Конечно, «контра проклятая» В. В. Шульгин не мог оставить без ответа такого рода выступление. И свой ответ он настрочил в ученической тетради. Он начал с комплимента Сталину. Звучало это примерно так. В противоположность своим подчиненным, Сталин говорит не трафаретными, надоевшими фразами, а просто, ясно и доступно. Хотя это был и комплимент, но он был искренним.

А затем, с той же искренностью, были отмечены главные тезисы данного «восьмисотлетнего» выступления.

Заявление, что Москва остается цитаделью всемирной революции, равносильно объявлению войны всем буржуазным государствам. И последние сделают свои выводы, а из этих выводов Москва выведет ответные выводы. Следовательно, в ближайшие годы нельзя ожидать прочного мира.

На второе заявление, об оплате труда, было объяснено: ставки определяются советской властью, а это значит, что труд, полезный для советского правительства, оценивается высоко вне зависимости от его качества. В особенности это ярко видно на литературном рынке. Книга, полезная партии, будет оплачена высоко и выпущена огромным тиражом. Оценка народа отсутствует. В то время как в буржуазном государстве в отношении печатных произведений непрерывно осуществляется всенародный плебисцит: книга нравится — ее расхватывают, и автор богатеет. И о третьем фронте, о трущобах, «контра проклятая» написала, что в Москве, может быть, и нет трущоб в том смысле, как это понималось раньше. Но если разделить жилую площадь на число населения города, то площадь, предоставляемая одному человеку, так мала, что всю Москву можно назвать одной огромной трущобой.

* * *

Разумеется, это не могло пройти даром автору дневника. Его незачем сажать в тюрьму, он уже сидел, и со сроком двадцать пять лет. Но его лишили возможности писать. И произошло это вот при каких обстоятельствах.

* * *

Около полугода я строчил беспрепятственно. Но затем меня как-то вызвали к начальнику тюрьмы, сказав, чтобы я захватил свои свежие литературные труды. Я ознакомил начальника тюрьмы с тем, над чем работал: исторический роман, мемуары и дневник.

Он сказал:

— Я просмотрю дневник. Садитесь.

Я сел. Напротив меня были часы. Начальник тюрьмы два часа читал, не отрываясь от моих тетрадей. Мне было скучно, и я рассматривал графин с водой. Поразился, какую дрянь мы пьем — вода была совершенно желтой.

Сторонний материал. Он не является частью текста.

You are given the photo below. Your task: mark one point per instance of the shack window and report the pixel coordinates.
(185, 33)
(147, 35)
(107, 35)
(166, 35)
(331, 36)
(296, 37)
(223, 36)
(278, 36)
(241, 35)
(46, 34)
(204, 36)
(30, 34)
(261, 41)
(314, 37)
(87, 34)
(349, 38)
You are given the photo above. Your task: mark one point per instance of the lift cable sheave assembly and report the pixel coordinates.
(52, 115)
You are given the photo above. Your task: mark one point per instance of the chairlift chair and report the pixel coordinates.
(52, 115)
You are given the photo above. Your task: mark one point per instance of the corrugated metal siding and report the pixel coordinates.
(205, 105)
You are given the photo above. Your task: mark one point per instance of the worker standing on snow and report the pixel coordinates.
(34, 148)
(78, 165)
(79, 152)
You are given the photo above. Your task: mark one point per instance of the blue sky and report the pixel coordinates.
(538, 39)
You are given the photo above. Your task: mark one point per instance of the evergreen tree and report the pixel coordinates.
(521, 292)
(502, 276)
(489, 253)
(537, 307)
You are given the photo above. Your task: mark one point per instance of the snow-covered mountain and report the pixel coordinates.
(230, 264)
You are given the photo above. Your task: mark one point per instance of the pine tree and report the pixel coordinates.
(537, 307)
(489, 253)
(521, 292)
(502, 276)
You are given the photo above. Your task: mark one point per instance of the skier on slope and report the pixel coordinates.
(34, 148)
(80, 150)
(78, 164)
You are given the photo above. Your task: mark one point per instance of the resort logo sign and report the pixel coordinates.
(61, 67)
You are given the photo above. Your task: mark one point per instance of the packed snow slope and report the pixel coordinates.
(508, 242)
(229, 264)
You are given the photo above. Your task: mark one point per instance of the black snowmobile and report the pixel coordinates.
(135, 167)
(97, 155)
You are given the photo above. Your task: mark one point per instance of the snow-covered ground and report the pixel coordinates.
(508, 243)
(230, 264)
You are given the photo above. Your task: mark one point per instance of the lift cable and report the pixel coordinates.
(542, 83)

Наконец он кончил читать и промолвил:

— Дневник очень интересный, но его надо послать в Москву. Пока же прекратите писать.

Я вернулся к князю Долгорукову на самое короткое время, потому что вскоре меня перевели обратно в камеру, в которой я сидел раньше. Писанию моему пришел конец. Мы сердечно распростились с князем Долгоруковым, и больше я его не увидел.